Gergerlioğlu: Çok tehlikeli değil mi hocam? Bir hukuk devletinde bu tür metotlara başvurulması, güç kullanma yetkisi yasal olarak elinde olan devletin bunlara göz yumması, izin vermesi, sesini çıkarmaması, geçtiğimiz günlerde “Afganlıları linç edeceğiz.” Diye gidip Türkiye Cumhuriyeti vatandaşlarını linç etmek ve hiçbir gözaltının olmaması, her gün buna benzer vakalar veyahut da bunun üzerinden oy rantı elde etmeye çalışan siyasetçiler.

Tanıl Bora:Bu sözü ettiğimiz vakada da öyle oldu. Birçokları sebep soruyor! Suçlu muymuş? Meğer Türkiye vatandaşıymış gibi olduğu zaman kimileri kınıyor. Linç vakası söz konusu olduğunda sebep, saik sormak utançtır! Herhangi bir sebeple saik haklı gösteremez! Bu noktadan geri düşmemek lazım.

Gergerlioğlu: Maalesef tarihimizde böyle çok üzücü linç görüntüleri var. Siyasetin bu kadar popülizm, nefret söylemi ve ayrımcılık üzerine yürütülmesi sığınmacılara yönelik nefret üzerine üretilmesi, yönetilmesi konusunda ne dersiniz? Son olarak bu konudaki düşüncelerinizi alalım.

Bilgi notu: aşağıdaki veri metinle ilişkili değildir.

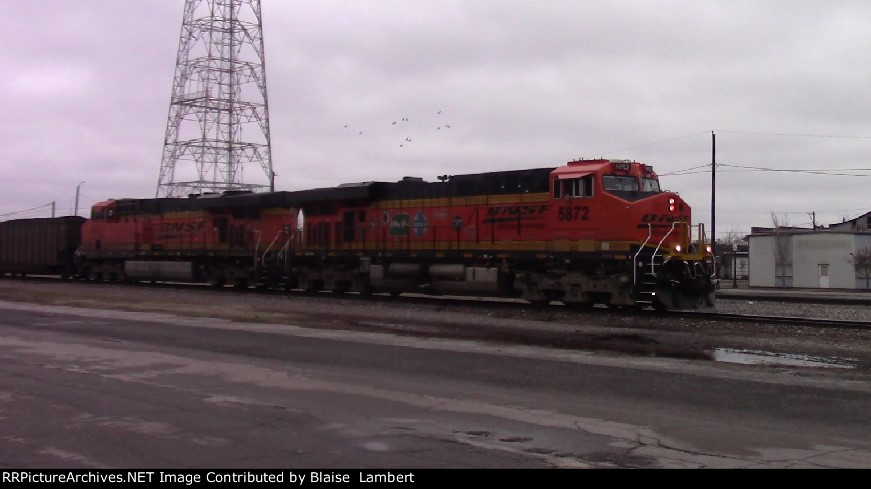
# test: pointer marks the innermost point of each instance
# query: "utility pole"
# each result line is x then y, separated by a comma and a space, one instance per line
714, 198
77, 198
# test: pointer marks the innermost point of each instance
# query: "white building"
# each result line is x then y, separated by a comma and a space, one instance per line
808, 258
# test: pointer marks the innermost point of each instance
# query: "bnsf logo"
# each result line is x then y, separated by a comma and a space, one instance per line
517, 210
181, 227
661, 219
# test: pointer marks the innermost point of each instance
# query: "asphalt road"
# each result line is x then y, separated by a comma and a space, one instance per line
112, 389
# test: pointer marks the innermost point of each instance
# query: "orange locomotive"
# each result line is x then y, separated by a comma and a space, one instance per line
593, 231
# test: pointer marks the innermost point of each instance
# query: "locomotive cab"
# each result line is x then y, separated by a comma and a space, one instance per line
624, 226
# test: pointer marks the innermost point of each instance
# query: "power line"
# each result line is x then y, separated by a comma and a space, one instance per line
26, 210
830, 171
784, 134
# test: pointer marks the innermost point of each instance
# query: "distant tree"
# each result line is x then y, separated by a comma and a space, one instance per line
861, 261
781, 248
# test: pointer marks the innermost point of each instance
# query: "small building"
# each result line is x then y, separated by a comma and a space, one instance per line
734, 261
809, 258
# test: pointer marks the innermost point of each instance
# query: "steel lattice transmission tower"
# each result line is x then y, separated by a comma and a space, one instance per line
219, 90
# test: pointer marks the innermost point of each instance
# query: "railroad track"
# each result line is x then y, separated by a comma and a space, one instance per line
747, 318
512, 304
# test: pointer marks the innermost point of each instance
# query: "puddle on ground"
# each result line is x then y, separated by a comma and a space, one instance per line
756, 357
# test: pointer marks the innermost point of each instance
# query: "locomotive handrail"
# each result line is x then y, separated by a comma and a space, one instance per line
635, 258
277, 234
659, 245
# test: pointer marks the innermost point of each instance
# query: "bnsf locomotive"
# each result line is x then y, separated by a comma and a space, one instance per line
592, 231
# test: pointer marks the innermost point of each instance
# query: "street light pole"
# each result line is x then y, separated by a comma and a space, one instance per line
77, 198
734, 265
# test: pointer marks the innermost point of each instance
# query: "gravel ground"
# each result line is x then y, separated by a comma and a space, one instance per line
555, 326
859, 312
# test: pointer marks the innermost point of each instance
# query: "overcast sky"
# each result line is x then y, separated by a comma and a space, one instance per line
523, 84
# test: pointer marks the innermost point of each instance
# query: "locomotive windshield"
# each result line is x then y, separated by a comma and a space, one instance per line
650, 185
615, 182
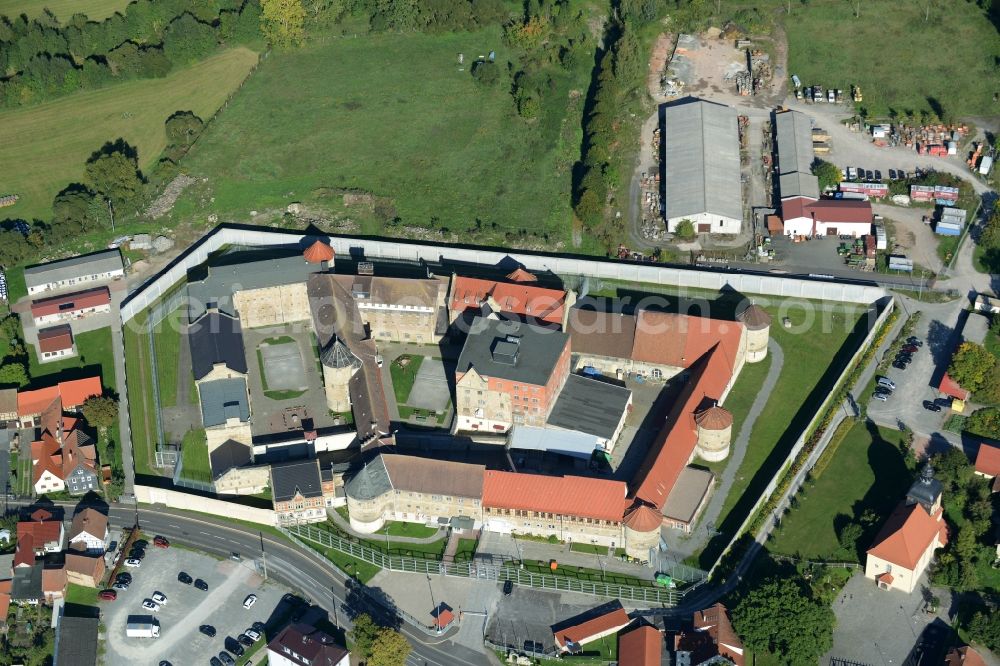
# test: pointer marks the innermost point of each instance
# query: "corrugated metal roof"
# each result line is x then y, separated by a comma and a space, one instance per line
702, 160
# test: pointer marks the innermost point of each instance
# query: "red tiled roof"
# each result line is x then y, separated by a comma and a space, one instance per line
318, 252
640, 647
585, 631
988, 460
602, 499
907, 535
840, 210
73, 393
951, 388
79, 300
55, 339
521, 299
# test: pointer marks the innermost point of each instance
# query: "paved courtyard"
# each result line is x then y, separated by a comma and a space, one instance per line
187, 608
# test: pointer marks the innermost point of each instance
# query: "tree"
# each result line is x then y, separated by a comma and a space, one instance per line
100, 411
363, 635
685, 230
13, 374
780, 616
828, 174
282, 21
389, 649
971, 366
115, 176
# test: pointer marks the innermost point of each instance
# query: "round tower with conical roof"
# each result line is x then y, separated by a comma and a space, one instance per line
758, 325
339, 365
715, 432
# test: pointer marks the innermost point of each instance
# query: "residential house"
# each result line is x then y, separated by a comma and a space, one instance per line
642, 646
297, 492
67, 307
88, 532
516, 298
571, 634
76, 641
303, 645
710, 637
55, 343
103, 266
904, 547
509, 373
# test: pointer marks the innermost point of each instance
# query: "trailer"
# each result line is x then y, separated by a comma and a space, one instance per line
142, 626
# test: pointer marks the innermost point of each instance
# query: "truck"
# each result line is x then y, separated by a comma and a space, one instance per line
142, 626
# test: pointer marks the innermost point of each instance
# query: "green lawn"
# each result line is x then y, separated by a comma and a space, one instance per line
94, 353
867, 471
49, 143
394, 115
398, 528
826, 45
403, 376
95, 10
194, 452
167, 344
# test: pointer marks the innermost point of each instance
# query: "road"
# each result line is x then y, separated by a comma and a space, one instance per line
287, 564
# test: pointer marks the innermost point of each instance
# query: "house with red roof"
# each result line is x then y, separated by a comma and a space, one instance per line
904, 547
589, 627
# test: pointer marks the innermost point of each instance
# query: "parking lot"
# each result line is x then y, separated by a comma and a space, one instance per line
180, 642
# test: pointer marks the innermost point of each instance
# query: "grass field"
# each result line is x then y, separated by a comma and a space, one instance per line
63, 9
93, 353
393, 115
867, 471
46, 146
901, 61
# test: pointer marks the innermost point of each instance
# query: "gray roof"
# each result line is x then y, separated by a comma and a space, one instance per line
512, 350
793, 132
27, 583
105, 261
337, 355
591, 406
701, 160
216, 338
76, 641
299, 476
246, 270
798, 184
369, 482
566, 442
223, 399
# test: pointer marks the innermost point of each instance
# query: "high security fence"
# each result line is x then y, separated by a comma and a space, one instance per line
485, 571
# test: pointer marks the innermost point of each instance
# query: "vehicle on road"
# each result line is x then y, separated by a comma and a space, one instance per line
886, 382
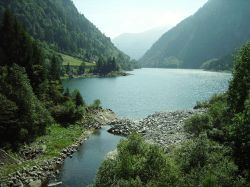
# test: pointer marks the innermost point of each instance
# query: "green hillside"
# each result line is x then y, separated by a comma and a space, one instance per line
215, 31
59, 23
73, 61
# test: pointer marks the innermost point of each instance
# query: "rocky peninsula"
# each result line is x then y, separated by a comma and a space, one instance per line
163, 128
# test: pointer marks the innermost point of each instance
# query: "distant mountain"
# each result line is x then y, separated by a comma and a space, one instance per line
215, 31
59, 23
136, 44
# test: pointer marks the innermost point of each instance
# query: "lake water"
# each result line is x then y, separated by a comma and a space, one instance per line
151, 90
80, 170
145, 92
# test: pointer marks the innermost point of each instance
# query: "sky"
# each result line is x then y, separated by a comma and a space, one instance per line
114, 17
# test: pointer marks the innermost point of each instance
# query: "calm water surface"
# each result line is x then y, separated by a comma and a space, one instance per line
80, 170
151, 90
135, 96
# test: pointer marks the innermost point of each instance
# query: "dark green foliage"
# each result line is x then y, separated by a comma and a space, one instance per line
30, 87
198, 162
240, 85
55, 69
96, 104
228, 117
214, 31
81, 69
60, 24
78, 98
29, 115
206, 163
104, 67
67, 112
197, 124
138, 164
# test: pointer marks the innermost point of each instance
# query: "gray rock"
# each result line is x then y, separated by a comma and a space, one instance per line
37, 183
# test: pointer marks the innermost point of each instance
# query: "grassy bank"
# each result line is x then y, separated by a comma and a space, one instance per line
56, 139
72, 61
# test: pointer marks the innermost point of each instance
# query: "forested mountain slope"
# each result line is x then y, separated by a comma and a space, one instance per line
60, 24
136, 44
215, 31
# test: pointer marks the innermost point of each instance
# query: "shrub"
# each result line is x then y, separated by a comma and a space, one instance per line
138, 164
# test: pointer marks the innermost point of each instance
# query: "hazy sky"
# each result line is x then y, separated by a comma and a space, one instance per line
114, 17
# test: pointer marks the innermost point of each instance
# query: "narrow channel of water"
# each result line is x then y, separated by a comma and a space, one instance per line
80, 170
135, 96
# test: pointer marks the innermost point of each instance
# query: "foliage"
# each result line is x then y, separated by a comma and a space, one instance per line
96, 104
138, 164
216, 155
214, 31
240, 85
206, 163
55, 140
103, 67
58, 23
228, 117
199, 162
30, 86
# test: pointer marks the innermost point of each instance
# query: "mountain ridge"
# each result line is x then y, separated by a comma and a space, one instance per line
136, 44
58, 23
207, 34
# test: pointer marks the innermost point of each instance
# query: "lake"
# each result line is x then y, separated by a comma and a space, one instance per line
135, 96
151, 90
80, 170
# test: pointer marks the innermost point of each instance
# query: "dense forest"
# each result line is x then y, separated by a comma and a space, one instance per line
31, 92
215, 31
217, 153
58, 23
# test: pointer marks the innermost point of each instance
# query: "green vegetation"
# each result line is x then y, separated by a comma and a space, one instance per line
59, 24
214, 31
217, 153
199, 162
56, 139
137, 164
73, 61
31, 92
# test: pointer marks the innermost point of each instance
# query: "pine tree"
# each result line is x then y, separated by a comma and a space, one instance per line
55, 69
81, 69
78, 99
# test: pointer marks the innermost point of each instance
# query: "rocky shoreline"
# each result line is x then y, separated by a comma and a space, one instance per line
40, 174
163, 128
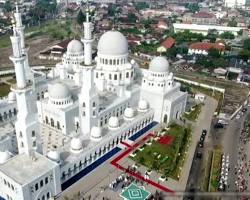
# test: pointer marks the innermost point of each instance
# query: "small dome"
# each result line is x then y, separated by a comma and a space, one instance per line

Tanıl Bora:Popülizmden bahsediyorsak eğer popülizm bir siyasi programa dayanmaz! Bir sözü yoktur aslında, popülizm bir siyaset tarzı ve en önemli yanlarından biri de anti entelektüelizm diye tanımlayabileceğimiz aklı, fikri küçümseyen bir tür erkekçe, dobra dobra konuşma içinden geldiği gibi söyleme, işin incesine bakmadan, teferruatına bakmadan, zank diye masaya yumruğu vurma üslubunu ifade eder, içeriğinden öte tarzı siyaset olarak bunu ifade eder, toplamda hakikaten aklı, fikri, vicdanı, gönlü yok eden bir tarzı siyasettir. Bunun farkında olmak çok önemli, buradaki o sahicilik, harbilik imajına kanmamak gerek.

Gergerlioğlu: Çok önemli. Çok teşekkür ederiz hocam programımıza katıldığınız için, çok değerli şeyler söylediniz, biz bilahere tekrar sizleri konuk etmeye çalışacağız. Bugünlük burada bitirelim.

Tanıl Bora:Çok teşekkür ederiz, yıllardır yaptıklarınız için.

Gergerlioğlu: Değerli izleyenler programımız devam ediyor ve hak ihlallerini gündem etmeye devam ettik ve edeceğiz.